Buz Pateninde Hakem Değerlendirmelerinin Genellenebilirlik Kuramı ve Rasch Modeli İle İncelenmesi
Abstract
The purpose of this study is to compare Generalizability Theory and Many Facet Rasch
Measurement Model based on estimated parameters from raters’ assessment scores that
obtained from Ice Skating World Championships. More advantageous, more
informative and more operative theory has aimed to investigated in real (authentic) data.

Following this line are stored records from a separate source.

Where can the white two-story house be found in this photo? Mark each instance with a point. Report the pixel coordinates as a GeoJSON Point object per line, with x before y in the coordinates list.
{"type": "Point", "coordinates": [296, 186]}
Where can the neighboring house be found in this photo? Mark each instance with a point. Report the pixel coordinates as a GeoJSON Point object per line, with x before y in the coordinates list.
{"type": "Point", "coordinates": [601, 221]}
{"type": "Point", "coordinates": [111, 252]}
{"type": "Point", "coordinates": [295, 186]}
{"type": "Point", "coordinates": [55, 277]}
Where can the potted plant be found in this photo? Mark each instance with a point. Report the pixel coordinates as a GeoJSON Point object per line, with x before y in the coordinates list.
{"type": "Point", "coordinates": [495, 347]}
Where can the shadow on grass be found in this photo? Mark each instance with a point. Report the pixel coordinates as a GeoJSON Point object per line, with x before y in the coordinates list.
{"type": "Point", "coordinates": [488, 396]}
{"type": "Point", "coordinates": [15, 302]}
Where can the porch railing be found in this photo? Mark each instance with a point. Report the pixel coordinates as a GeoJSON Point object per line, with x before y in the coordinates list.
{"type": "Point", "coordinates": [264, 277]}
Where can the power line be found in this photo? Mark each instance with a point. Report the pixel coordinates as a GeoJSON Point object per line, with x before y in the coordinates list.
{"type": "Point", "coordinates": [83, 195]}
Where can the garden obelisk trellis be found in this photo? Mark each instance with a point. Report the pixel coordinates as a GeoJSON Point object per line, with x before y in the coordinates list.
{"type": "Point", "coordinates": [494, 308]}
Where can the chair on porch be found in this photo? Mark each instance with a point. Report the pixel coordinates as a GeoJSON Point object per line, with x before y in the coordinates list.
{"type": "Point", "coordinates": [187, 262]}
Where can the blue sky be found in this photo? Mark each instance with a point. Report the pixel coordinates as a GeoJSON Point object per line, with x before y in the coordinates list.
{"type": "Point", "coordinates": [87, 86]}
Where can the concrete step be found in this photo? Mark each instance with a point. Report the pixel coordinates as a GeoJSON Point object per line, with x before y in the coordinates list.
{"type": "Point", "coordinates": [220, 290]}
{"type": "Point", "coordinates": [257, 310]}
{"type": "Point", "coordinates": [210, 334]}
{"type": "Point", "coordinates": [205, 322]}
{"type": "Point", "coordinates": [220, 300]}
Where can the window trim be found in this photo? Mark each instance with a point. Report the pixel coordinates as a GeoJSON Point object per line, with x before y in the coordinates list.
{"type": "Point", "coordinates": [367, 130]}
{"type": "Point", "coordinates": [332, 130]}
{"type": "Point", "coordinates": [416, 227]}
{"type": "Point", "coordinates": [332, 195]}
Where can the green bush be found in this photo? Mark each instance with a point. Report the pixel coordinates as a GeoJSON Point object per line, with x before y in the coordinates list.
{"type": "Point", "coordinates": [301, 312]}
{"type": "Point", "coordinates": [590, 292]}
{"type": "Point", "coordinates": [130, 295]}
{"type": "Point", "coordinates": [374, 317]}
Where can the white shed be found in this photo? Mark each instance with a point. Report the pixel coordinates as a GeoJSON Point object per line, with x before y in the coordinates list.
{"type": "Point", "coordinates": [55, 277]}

Also, consistency of information which generated from those two theories were
investigated. In generalizability theory; crossed designs (skaterxjudgextask), decision
studies in these designs were compared in this study. In this process, validity of decision
studies has been examined. In addition to this, detailed information have acquired for
each facet by using many facet Rasch measurement model. 397 ice skaters who performed in Ice Skating World Championships between 2006 and
2011 and 189 raters who judged them in these competitions were consisted research group. Raters’ assessments which obtained from singles (men and women) and pairs competition in five program component were used as a research data. Data were analyzed based on designs that are appropriate for generalizability theory and many facet rasch measurement models. For generalizability theory analyses EduG (Swiss Society for Research in Education Working Group, 2010) and for many facet Rasch measurement model analyses FACETS programs were used. As a result of generalizability analyses, variances due to skaters were too high. Skaters’ variances were found between 76.6%-94.4% of the total variances for all years and groups. According to Rasch analysis, the reliability of skater ranges between .99 and 1.0. So, in the measurement of the ice skating performances, differences between skaters in five program components were identified.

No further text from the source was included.